First, what is love? How do you define love? Love is the act of caring for someone over and over. When someone shows a pattern of caring for us and doing what is in our best interest, we say this person loves us. Love is a verb. Love is the act of caring for someone over and over. Love is the establishment of a pattern in behavior.

Why do we love our parents as children? If love is about self interest, why do we seem to be born loving our parents and family? Because we are trying to survive. If we love our parents they are more likely to like us and care for us. We love our parents even if they destroy us, because we are trying to survive. And if we can get them to love us our chances of survival improve as children.

Love is about self interest. As a human you are designed to survive. We love our parents to improve our chances of survival as children. But if you have a parent that destroys you and you continue to view destruction as love your chances of survival decrease dramatically.

Love is not manipulative. When someone cares for you in order to get a certain result that is in their best interest, but not in yours, this is manipulation. Love and the act of caring for someone over and over means doing things that are in their best interest.

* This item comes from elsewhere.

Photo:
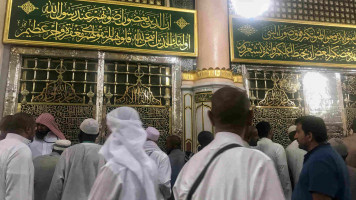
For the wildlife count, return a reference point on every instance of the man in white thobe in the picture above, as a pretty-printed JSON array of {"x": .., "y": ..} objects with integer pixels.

Say you have a partner, and this person likes to get you coffee and food all the time. This seems like it’s in your best interest. And it’s a caring act. However, if that person only likes to get you coffee and food so they can poison you. Then it’s not caring. It’s destructive and manipulative. Love is not manipulative or destructive.

The next thing that comes to mind is why would we love someone if we don’t get to manipulate them? What’s in it for us? When you create a pattern of caring for someone over and over to create a loving relationship and bond, they will also create a pattern of caring for you over and over. Love is based on self interest. It’s pretty impossible to love someone who destroys you or manipulates you. This is because they are not creating the pattern of caring for you over and over. It’s pretty impossible to love someone who doesn’t care for you.

Love is a two way street. Love is the combination of two people creating a pattern of caring for each other over and over with their actions. If someone doesn’t do caring acts for you, you will not love them. But you may mistake manipulative acts as caring. However, once you identify manipulation the love that you thought you had for someone disappears very quickly. Because the pattern is interrupted.

If love is about self interest, then what is self love. Self love is the act of caring for yourself over and over. It is creating a relationship with yourself where you trust that you will do what’s in your own best self interest. Self love is also about self interest. You have to do what is best for yourself. And you have to be able to trust that you will be able to identify and do what is in your own best interest. You develop this confidence in yourself and this self love by creating a pattern of caring for yourself over and over. Self love is just a pattern of actions. To develop or increase your self love, you just create more of a pattern, more caring acts. Self love becomes the norm when over time you always make decisions in your best interest. It’s when you can trust yourself to protect you.

Now this doesn’t mean love is selfish. Selfish people manipulate others. Loving people compromise when it doesn’t effect their self interest. Say you like Mexican food, but your friend likes Italian. It’s not going to hurt you to eat Italian with them. It’s a compromise and it’s a caring act. This is how you create a pattern of love.

Now say you are vegetarian and your friend wants to go to a steakhouse with no vegetarian options. It would be self sacrificing to go to the steakhouse. You would be giving up your self interest. However, maybe that person will do a caring act for you to make up for it. If your friend offers to buy you the best salad they have at the steakhouse because they really want to go there and then you get to pick the movie you both go see. That is compromise and it is a little self sacrifice. But your friend compensates you for your sacrifice. It’s transactional. And the sacrifice was compensated for.

Self interest doesn’t make you selfish. It increases your chances of survival. You are supposed to make decisions that encourage your evolution and survival. This is Darwinism. It is survival of the fittest. If you cannot identify and act on your own best self interest predators will kill you.